Starożytne rzymskie miasto opustoszało 2 tys. lat temu. Już wiemy dlaczego

Dzięki strategicznemu położeniu oraz żyznym glebom miasto Fregellae rozkwitało w początkowym okresie republiki rzymskiej. Niestety niecałe 2 tys. lat temu doszło do wydarzeń, które na zawsze zepchnęły je na boczny tor lokalnej historii. Dlaczego Fregellae tak nagle się wyludniło i nigdy nie wróciło do dawnej chwały?

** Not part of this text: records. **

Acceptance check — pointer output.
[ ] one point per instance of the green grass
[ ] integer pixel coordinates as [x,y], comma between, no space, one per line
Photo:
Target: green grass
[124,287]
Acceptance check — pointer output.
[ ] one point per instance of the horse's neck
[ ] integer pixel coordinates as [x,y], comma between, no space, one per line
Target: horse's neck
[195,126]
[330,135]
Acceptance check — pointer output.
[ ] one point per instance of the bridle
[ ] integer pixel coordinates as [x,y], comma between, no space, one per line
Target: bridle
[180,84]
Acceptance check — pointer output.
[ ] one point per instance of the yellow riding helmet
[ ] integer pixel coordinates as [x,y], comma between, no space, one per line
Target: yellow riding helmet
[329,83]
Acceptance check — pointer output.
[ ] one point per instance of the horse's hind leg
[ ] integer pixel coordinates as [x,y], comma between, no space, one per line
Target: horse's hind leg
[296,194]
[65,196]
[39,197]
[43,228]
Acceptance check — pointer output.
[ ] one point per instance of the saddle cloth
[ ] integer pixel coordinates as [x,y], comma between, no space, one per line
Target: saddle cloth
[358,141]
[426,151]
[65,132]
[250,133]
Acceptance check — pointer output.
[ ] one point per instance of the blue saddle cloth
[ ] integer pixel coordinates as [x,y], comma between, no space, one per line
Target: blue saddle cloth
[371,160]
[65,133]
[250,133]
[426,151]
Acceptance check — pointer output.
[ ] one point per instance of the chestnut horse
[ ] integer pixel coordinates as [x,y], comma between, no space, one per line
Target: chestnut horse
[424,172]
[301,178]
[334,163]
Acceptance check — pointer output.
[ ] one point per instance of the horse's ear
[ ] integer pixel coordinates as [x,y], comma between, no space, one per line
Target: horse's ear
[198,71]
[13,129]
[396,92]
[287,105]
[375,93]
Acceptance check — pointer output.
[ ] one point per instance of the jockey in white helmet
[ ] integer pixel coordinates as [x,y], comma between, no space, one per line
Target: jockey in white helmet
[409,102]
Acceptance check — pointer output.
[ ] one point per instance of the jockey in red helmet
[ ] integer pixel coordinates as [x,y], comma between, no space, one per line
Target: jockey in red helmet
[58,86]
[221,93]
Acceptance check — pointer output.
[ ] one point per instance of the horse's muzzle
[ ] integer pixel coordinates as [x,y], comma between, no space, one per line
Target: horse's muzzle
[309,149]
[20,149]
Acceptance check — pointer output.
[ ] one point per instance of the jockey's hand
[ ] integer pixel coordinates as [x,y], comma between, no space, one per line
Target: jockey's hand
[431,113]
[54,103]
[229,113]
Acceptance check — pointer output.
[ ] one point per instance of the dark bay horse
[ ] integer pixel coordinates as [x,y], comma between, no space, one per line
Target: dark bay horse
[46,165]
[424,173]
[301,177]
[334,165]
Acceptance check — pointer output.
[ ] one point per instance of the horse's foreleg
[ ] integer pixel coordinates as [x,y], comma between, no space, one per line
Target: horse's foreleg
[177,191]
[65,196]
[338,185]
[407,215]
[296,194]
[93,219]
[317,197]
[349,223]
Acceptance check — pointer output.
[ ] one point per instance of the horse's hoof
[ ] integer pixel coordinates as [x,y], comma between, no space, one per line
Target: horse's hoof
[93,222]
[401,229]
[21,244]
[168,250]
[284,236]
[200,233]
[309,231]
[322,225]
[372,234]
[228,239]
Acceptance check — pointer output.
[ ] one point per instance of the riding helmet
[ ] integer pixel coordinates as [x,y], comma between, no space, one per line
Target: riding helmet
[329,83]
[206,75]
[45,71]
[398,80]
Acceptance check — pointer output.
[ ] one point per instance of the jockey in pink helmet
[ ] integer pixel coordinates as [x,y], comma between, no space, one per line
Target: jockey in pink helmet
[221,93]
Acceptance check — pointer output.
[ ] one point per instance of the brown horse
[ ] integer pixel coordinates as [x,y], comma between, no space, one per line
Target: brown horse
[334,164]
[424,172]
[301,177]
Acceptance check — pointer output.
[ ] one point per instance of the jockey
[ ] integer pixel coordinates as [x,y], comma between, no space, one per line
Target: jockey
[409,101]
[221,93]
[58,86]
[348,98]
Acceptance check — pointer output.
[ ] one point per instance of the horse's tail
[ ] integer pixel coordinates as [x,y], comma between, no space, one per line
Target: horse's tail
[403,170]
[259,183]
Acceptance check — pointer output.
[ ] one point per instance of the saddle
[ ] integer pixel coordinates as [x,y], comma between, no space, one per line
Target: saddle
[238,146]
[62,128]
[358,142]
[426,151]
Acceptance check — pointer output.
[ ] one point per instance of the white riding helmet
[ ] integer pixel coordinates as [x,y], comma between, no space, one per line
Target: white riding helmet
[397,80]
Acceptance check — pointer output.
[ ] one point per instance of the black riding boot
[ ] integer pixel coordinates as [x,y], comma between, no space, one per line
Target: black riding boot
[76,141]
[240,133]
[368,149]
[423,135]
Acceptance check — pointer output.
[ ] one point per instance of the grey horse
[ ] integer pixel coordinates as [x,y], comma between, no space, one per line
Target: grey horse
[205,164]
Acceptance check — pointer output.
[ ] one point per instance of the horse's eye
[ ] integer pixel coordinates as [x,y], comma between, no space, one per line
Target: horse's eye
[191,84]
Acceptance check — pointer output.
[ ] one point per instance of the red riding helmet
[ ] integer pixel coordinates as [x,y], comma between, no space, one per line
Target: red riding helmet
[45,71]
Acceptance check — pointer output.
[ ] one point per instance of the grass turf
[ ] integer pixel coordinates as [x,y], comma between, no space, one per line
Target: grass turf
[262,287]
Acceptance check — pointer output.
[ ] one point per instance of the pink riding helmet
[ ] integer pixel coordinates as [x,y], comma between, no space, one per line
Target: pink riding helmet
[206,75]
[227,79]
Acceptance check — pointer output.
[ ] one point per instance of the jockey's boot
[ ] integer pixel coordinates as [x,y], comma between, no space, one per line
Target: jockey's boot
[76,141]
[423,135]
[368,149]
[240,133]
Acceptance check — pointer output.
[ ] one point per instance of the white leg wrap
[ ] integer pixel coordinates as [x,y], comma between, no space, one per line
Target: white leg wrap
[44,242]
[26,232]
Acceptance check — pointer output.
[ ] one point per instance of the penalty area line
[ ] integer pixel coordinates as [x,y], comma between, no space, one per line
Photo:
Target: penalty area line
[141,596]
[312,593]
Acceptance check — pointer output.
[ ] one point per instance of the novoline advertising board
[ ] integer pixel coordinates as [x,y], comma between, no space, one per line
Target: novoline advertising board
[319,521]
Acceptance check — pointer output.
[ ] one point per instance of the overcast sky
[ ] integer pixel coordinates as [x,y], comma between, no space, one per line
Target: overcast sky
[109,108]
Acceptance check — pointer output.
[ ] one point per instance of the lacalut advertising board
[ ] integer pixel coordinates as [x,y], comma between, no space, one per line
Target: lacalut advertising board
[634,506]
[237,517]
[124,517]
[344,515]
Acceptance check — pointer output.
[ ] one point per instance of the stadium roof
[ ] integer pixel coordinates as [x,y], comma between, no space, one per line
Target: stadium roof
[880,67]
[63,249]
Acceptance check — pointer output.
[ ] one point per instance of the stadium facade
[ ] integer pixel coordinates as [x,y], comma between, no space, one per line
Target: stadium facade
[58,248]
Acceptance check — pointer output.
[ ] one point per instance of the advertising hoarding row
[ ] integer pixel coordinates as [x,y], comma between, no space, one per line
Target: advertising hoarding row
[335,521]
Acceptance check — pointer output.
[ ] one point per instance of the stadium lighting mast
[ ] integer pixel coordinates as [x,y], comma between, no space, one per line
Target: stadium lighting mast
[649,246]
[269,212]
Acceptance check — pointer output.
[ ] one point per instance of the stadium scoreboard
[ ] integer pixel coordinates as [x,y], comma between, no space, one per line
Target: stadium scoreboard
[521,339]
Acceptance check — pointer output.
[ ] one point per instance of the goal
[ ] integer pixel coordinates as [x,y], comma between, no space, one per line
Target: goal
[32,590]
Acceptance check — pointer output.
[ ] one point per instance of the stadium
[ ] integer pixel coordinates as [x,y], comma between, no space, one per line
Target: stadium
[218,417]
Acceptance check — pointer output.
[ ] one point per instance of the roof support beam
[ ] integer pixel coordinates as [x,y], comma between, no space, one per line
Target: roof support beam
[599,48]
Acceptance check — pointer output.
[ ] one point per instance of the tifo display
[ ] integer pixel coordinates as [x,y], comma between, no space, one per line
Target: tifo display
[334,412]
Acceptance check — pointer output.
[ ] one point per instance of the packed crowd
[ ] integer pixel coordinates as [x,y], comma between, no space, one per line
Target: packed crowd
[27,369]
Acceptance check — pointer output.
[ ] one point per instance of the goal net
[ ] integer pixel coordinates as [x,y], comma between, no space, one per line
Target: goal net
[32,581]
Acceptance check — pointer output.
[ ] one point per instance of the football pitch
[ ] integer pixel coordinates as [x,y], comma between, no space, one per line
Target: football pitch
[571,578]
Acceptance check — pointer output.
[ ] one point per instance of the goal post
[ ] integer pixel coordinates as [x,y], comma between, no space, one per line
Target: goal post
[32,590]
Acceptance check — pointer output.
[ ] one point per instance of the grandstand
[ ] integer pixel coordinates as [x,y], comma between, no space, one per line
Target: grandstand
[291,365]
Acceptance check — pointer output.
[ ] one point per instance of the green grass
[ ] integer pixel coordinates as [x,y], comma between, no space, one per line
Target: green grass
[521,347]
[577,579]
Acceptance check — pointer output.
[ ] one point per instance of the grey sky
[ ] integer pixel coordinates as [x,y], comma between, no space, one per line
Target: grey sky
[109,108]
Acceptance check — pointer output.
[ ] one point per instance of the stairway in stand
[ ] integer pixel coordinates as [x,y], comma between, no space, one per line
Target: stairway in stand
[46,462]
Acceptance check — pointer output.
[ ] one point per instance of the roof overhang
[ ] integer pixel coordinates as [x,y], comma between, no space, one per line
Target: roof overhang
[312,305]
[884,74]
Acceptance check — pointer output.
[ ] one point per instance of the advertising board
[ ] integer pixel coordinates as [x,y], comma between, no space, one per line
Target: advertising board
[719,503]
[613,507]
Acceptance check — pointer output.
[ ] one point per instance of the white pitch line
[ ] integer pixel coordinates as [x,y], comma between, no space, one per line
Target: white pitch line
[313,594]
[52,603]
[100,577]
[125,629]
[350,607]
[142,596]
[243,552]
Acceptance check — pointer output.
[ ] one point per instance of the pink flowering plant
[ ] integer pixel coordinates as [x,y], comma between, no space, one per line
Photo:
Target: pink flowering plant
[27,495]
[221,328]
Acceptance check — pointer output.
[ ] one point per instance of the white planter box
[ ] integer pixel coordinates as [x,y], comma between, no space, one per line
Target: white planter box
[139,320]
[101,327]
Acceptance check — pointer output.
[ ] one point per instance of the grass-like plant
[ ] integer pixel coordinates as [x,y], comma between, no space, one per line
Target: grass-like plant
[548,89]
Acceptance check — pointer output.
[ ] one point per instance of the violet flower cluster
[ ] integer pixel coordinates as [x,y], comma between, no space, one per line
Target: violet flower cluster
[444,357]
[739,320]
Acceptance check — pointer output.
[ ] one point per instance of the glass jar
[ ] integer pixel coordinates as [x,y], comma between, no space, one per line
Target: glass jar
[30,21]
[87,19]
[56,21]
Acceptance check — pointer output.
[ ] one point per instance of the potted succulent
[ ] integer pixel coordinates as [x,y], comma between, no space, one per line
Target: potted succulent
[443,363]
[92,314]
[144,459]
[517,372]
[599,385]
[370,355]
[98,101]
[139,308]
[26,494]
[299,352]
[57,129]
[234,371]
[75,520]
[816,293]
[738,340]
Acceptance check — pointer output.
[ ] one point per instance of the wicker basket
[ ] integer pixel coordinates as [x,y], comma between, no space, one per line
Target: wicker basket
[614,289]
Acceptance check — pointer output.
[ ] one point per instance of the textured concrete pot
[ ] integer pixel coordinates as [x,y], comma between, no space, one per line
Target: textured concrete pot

Od 22 lipca do 19 sierpnia 2024 roku zespół badaczy z Leibniz-Zentrum für Archäologie oraz Uniwersytetu w Trewirze prowadził badania nad pozostałościami późnorepublikańskiego miasta Fregellae, znajdującego się na terenie dzisiejszych Włoch, w celu lepszego zrozumienia struktury społeczno-gospodarczej regionu przed i po jego zniszczeniu. 

Do zniszczenia miasta doszło na skutek rebelii przeciwko Rzymowi, którą wzniecono tam w 125 r. p.n.e. Armia rzymska dostała się do miasta dzięki zdrajcy, który otworzył bramy Fregellae. Rzymianie zniszczyli miejscowość i kilka kilometrów dalej założyli nową kolonię, przez co niegdyś kwitnące miasto już nigdy nie odzyskało dawnej chwały, a sam region pozostał niezamieszkany przez ponad 170 lat.

Reklama

W tym roku prace archeologów w Fregellae koncentrowały się na willi z obiektem produkcyjnym oraz rzymskim obozie wojskowym, który został zbudowany podczas oblężenia miasta.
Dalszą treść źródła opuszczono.